La diáspora cubana lleva meses mandando remesas, medicinas y ropa. Ahora manda paneles solares. No para iluminar casas — para poder seguir llamando a sus familias cuando ETECSA se queda sin corriente.
En el grupo de Facebook Revolico Zaza del Medio, una campaña convoca a cubanos emigrados a financiar la instalación de paneles solares en esa localidad de Sancti Spíritus. El objetivo no es iluminar viviendas ni hacer funcionar refrigeradores. Es más básico: mantener activa la infraestructura de telecomunicaciones durante los apagones para que las familias en Cuba puedan seguir recibiendo llamadas del exterior.
Según los organizadores, ya se han adquirido 30 paneles fotovoltaicos, pero hacen falta más recursos para completar la instalación. «Hay muchas familias separadas y la única forma de saber de ellos es por una pantalla», explicó una de las participantes de la campaña. La iniciativa ha generado apoyo y también críticas: varios usuarios exigen transparencia en el manejo de los fondos y otros apuntan directamente a ETECSA, la empresa estatal de telecomunicaciones, que en los últimos años ha ampliado su oferta de recargas en dólares pero no puede garantizar continuidad del servicio cuando el sistema eléctrico colapsa.

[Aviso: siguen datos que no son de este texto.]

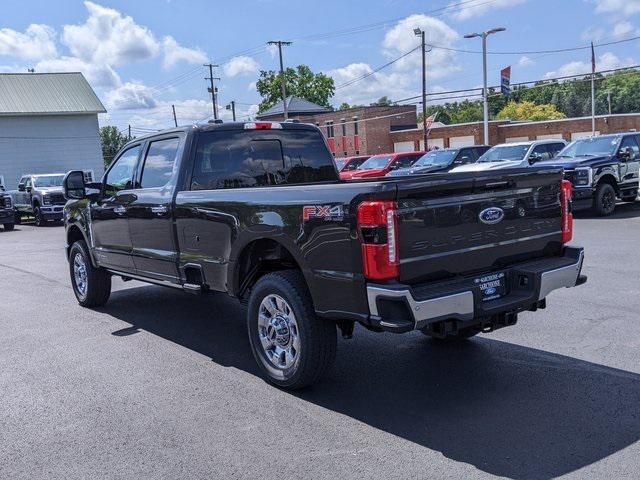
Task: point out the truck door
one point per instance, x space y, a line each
151 212
629 170
110 236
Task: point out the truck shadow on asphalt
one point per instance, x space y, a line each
509 410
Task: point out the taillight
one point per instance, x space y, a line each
378 229
567 216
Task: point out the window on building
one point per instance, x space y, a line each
159 163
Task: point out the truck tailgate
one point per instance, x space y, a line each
461 224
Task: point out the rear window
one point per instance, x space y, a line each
240 159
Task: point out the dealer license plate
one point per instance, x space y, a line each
491 286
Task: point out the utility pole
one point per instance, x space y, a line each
212 89
425 133
280 43
232 107
485 98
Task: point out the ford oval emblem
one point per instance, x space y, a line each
491 215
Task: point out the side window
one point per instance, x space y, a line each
554 149
629 141
159 163
120 175
406 161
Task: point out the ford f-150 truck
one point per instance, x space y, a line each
257 210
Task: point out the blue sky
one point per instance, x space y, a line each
141 57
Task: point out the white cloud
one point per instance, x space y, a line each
109 37
36 43
480 7
617 7
401 39
606 61
175 53
241 66
131 96
98 75
525 62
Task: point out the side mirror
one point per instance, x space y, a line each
74 186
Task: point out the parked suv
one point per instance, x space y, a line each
601 169
514 155
380 165
40 196
256 210
442 160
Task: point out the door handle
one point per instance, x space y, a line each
159 209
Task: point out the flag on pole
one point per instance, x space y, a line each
505 81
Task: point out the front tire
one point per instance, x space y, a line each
91 285
605 201
292 347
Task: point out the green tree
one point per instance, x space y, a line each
529 111
111 140
300 82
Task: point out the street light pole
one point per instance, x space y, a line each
485 96
283 89
425 135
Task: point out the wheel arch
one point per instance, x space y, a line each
258 257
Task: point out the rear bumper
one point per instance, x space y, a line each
402 308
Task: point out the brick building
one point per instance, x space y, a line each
363 130
502 131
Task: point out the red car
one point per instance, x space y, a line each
380 165
347 164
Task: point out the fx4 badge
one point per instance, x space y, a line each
327 212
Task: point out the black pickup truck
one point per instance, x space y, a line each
257 210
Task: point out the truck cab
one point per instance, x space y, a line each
601 170
40 196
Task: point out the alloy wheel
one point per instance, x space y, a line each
278 332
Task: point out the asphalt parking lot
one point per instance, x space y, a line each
162 384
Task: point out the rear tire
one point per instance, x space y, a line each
605 200
292 347
91 285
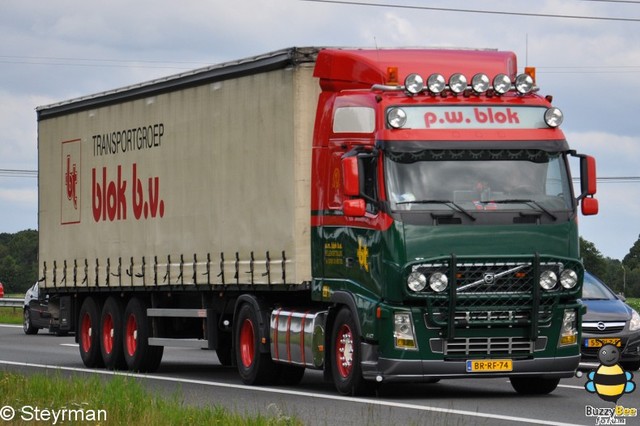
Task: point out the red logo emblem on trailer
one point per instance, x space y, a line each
70 199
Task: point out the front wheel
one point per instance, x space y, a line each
346 368
254 367
533 385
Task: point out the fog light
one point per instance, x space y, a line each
416 281
548 280
403 333
438 282
568 279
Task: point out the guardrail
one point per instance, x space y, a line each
10 302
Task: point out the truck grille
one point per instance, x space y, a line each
486 346
494 293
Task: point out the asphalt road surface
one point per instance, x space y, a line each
201 380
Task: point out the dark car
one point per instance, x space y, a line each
35 311
609 321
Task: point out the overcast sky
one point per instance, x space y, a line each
60 49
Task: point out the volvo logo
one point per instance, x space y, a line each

La pregunta que nadie en el gobierno responde es simple: si ETECSA cobra en dólares, ¿por qué son los emigrados quienes tienen que financiar que sus propias antenas sigan funcionando?
Lo que el Estado ofrece como respuesta: dos enchufes
La Empresa Eléctrica de Sancti Spíritus anunció hace dos meses la habilitación de dos «puntos de carga gratuita» para celulares, lámparas y ventiladores recargables. Uno en el Parque Solar Fotovoltaico El Meso, en Jatibonico. Otro en la sede de la Empresa Eléctrica Provincial, en la ciudad de Sancti Spíritus. Las motorinas eléctricas y las estaciones tipo EcoFlow quedan excluidas por «razones técnicas.»

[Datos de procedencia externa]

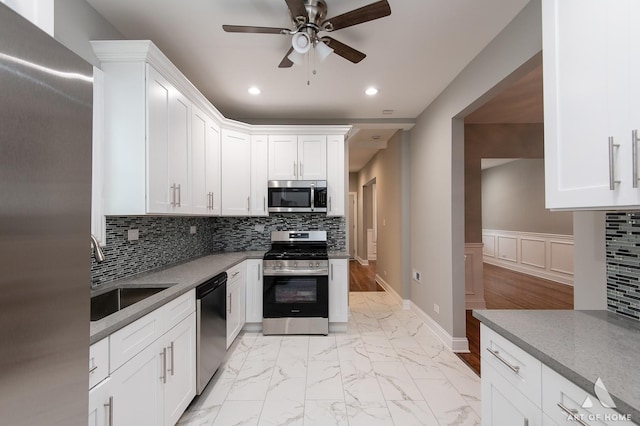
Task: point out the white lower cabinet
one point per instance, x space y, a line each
503 404
254 291
100 403
338 290
235 301
156 386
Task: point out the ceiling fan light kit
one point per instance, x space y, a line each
308 19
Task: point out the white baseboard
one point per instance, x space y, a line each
362 261
455 344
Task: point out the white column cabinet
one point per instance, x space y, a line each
336 172
205 160
591 103
312 157
236 173
235 301
338 290
254 291
259 176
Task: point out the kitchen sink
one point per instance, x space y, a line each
112 301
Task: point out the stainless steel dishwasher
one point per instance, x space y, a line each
211 339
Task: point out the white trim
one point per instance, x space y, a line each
389 289
532 253
455 344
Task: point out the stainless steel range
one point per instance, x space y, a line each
296 283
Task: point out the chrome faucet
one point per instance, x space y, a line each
97 251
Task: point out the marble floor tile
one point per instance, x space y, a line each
389 368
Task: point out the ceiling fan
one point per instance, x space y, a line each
308 17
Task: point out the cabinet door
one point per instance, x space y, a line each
336 171
179 152
584 95
205 164
254 291
158 94
338 290
259 176
100 403
503 405
283 157
180 388
236 173
137 389
312 157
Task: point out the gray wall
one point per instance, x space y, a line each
437 168
513 200
76 23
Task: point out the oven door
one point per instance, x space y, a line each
296 296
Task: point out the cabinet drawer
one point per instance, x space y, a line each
559 395
235 273
130 340
178 309
518 367
98 362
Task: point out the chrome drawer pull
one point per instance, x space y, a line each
514 368
574 414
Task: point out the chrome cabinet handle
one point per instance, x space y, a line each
109 405
163 354
173 355
514 368
612 173
573 413
634 149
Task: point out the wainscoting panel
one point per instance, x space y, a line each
508 248
548 256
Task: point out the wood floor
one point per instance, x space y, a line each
363 277
506 289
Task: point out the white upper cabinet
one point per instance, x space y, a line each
336 172
297 157
205 147
592 105
259 178
236 173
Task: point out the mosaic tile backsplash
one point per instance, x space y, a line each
166 240
623 263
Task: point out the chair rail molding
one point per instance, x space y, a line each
548 256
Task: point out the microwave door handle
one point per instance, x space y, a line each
313 197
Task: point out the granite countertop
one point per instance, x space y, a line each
179 279
579 345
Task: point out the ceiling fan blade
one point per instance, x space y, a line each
296 7
341 49
259 30
376 10
286 62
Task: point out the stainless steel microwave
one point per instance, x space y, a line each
297 196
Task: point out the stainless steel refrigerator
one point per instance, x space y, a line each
45 188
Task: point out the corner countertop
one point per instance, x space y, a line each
579 345
179 279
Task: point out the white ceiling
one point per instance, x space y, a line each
412 55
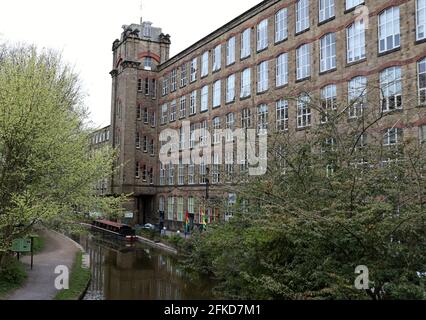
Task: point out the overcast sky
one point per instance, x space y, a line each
83 30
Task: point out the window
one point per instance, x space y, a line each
183 75
357 96
230 51
246 43
182 109
204 98
216 130
173 111
164 113
246 83
193 103
303 61
355 35
262 35
217 93
304 115
328 52
181 173
282 115
326 10
391 89
217 58
230 88
173 80
282 70
302 15
262 77
393 136
421 20
170 208
423 134
230 126
165 86
421 66
193 70
205 64
281 25
389 30
246 118
262 118
180 209
328 102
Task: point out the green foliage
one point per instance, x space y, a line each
79 280
47 171
305 229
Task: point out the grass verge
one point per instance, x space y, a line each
79 280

La medida fue presentada como un alivio para la población. En el contexto de una crisis en la que el déficit eléctrico supera los 2.000 MW diarios, dos puntos de carga en una provincia de 500.000 habitantes es, en la práctica, una respuesta simbólica.

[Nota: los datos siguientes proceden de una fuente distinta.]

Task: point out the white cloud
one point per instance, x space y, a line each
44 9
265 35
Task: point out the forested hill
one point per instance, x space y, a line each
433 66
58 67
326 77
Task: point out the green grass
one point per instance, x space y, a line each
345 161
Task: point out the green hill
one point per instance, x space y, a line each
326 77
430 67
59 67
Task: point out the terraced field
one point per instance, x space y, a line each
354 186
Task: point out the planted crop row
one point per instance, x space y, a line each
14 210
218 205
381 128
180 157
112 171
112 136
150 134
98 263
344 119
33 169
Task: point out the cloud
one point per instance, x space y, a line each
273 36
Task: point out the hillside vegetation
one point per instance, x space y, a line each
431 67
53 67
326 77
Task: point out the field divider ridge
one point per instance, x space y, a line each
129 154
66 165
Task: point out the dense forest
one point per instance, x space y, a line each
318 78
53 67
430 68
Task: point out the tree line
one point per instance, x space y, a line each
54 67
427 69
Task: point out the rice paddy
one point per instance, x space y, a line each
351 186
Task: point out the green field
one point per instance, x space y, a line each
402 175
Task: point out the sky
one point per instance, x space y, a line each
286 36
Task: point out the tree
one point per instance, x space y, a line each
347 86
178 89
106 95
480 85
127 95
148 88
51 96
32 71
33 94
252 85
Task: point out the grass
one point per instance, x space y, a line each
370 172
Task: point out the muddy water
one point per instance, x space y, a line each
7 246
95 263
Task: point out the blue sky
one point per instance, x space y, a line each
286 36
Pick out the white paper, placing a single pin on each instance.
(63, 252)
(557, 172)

La Unión Eléctrica (UNE) informó que este jueves 9 de julio la disponibilidad de generación a las 6 a.m. era de apenas 880 MW frente a una demanda de 2.730 MW — 1.837 MW en déficit desde primera hora de la mañana. Para el horario pico se proyectan 2.260 MW de afectación, con una disponibilidad estimada de solo 970 MW contra una demanda que podría alcanzar los 3.200 MW.
Los 54 parques solares fotovoltaicos instalados en los últimos dos años aportaron 4.612 MWh el miércoles — un número real pero insuficiente para compensar la falla generalizada de las termoeléctricas. Las unidades 5, 6 y 8 de la Central Mariel siguen fuera de servicio. Varias unidades de otras plantas permanecen en avería sin fecha de reincorporación.
La ironía es total: el sol que Cuba tiene en abundancia alimenta los paneles que la diáspora financia desde Miami, Nueva York o Madrid para que sus madres puedan contestar el teléfono. El Estado, mientras tanto, ofrece dos enchufes.